Following this engagement, the regiment fought in several additional battles in the Valley, including Harrisonburg (Good's Farm), Cross Keys, and Port Republic. It received commendation from Trimble for its conduct. The unit then joined Jackson's forces in the Seven Days Battles near Richmond, contributing to the Confederate advance that forced Union General George B. McClellan's retreat to the James River.

The regiment continued to serve in Jackson's command during the Northern Virginia campaign, engaging at Cedar Mountain and in the decisive battles at Manassas (August 28–30, 1862). During the fighting at Manassas, the 21st helped repel multiple Federal assaults and suffered significant losses. Its commanding officer, Colonel Saunders Fulton, was killed on August 30. The unit fought again at the Battle of Chantilly on September 1, 1862, where Union Major General Philip Kearny was killed.

In the Maryland Campaign, the regiment participated in the capture of Harper's Ferry before fighting at Antietam on September 17. It then engaged at the Battle of Fredericksburg on December 13, 1862, where it helped repel a Federal breakthrough near Hamilton's Crossing. Colonel Robert Hoke, who commanded the brigade, was promoted to brigadier general shortly thereafter.

In May 1863, the regiment fought at the Battle of Chancellorsville, helping flank Union forces under Major General John Sedgwick. It then marched north during the Gettysburg campaign, participating in the capture of Winchester and Martinsburg, and saw heavy action at the Battle of Gettysburg on July 1–2. The regiment took part in assaults against fortified Union positions and suffered severe casualties, including the loss of nearly all its field officers. The regiment's battle flag was lost during the fighting on July 2.

In 1864, the 21st North Carolina participated in the successful Confederate assault on Plymouth, North Carolina, from April 17–20, contributing to the capture of the town and garrison. It then fought at New Bern and Drewry's Bluff, and later at the Battle of Cold Harbor on June 3, where it helped repel Union General Ulysses S. Grant's attacks. The regiment also fought in the defense of Lynchburg and in the 1864 Valley Campaigns, including engagements at Monocacy (July 9), Fort Stevens (July 12), Winchester (September 19), Fisher's Hill (September 21), and Cedar Creek (October 19), where it suffered further losses, including the death of Major William J. Pfohl and the mortal wounding of Major General Stephen D. Ramseur.

During the final months of the war, the regiment served around Petersburg, Virginia, engaging in combat at the Battle of Hatcher's Run (February 6, 1865) and in the assault on Fort Stedman (March 25, 1865). The 21st North Carolina took part in the retreat from Petersburg and fought several rearguard actions before being present at the surrender of the Army of Northern Virginia at Appomattox Court House on April 9, 1865.

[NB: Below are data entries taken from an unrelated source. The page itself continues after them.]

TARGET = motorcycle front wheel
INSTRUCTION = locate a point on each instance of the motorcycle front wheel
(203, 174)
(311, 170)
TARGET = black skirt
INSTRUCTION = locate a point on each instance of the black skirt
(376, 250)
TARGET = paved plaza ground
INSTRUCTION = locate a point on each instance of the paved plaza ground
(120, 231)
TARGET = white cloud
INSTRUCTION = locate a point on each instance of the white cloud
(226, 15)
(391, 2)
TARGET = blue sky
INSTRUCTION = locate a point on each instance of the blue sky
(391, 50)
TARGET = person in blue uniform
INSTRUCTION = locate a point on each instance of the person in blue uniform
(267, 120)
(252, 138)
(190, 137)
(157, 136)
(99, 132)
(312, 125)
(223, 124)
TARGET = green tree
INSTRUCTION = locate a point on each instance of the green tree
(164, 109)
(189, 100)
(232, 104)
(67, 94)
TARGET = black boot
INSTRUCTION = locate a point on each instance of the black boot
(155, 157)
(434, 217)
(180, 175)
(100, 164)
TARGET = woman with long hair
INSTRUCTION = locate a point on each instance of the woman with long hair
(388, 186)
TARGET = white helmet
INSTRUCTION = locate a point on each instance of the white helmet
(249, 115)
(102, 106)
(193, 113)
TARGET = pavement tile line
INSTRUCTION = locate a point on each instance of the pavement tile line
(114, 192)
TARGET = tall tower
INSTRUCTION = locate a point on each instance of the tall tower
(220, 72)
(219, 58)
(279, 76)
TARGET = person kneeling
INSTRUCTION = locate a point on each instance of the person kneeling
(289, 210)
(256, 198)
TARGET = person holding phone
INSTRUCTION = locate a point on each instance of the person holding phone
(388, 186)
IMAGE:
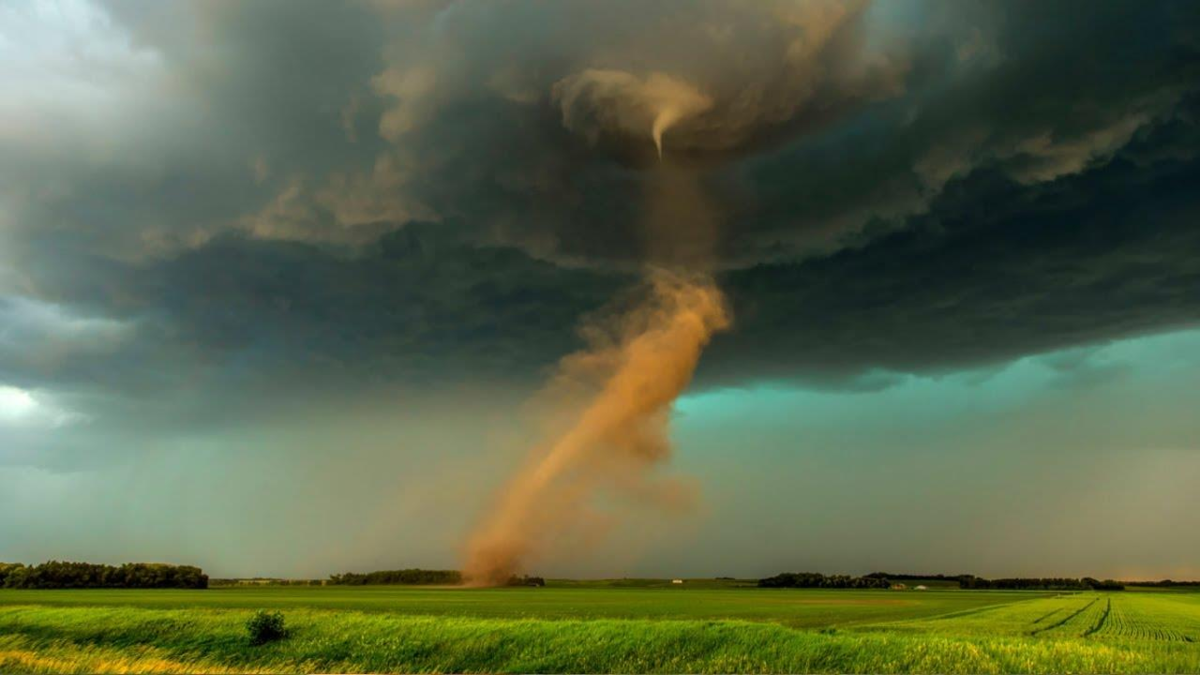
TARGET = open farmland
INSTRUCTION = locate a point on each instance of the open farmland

==North Carolina Sharpshooters==
The 1st North Carolina Battalion Sharpshooters, also known as the 9th Battalion, was formed in May 1862 at Gordonsville, Virginia. It was composed of two companies drawn from the 21st North Carolina Infantry Regiment, with personnel primarily from Yadkin and Forsyth counties. Initially part of the 21st Regiment, the battalion took part in Jackson's Valley Campaign before being officially assigned to the brigades of Generals Trimble, Hoke, and Robert Daniel Johnston. It participated in numerous engagements with the Army of Northern Virginia, from the Seven Days' Battles through the Mine Run Campaign. During the winter of 1863–1864, the unit was stationed in North Carolina and took part in the capture of Plymouth. It later returned to Virginia and saw action at Drewry's Bluff and Cold Harbor, then joined General Jubal Early's operations in the Shenandoah Valley before contributing to the Appomattox Campaign. The battalion reported 9 casualties at Gaines' Mill and Malvern Hill, 11 on the Rappahannock, 15 at Groveton, and 11 at Chancellorsville. At the time of its surrender, the unit consisted of 3 officers and 65 men, of whom 46 were armed.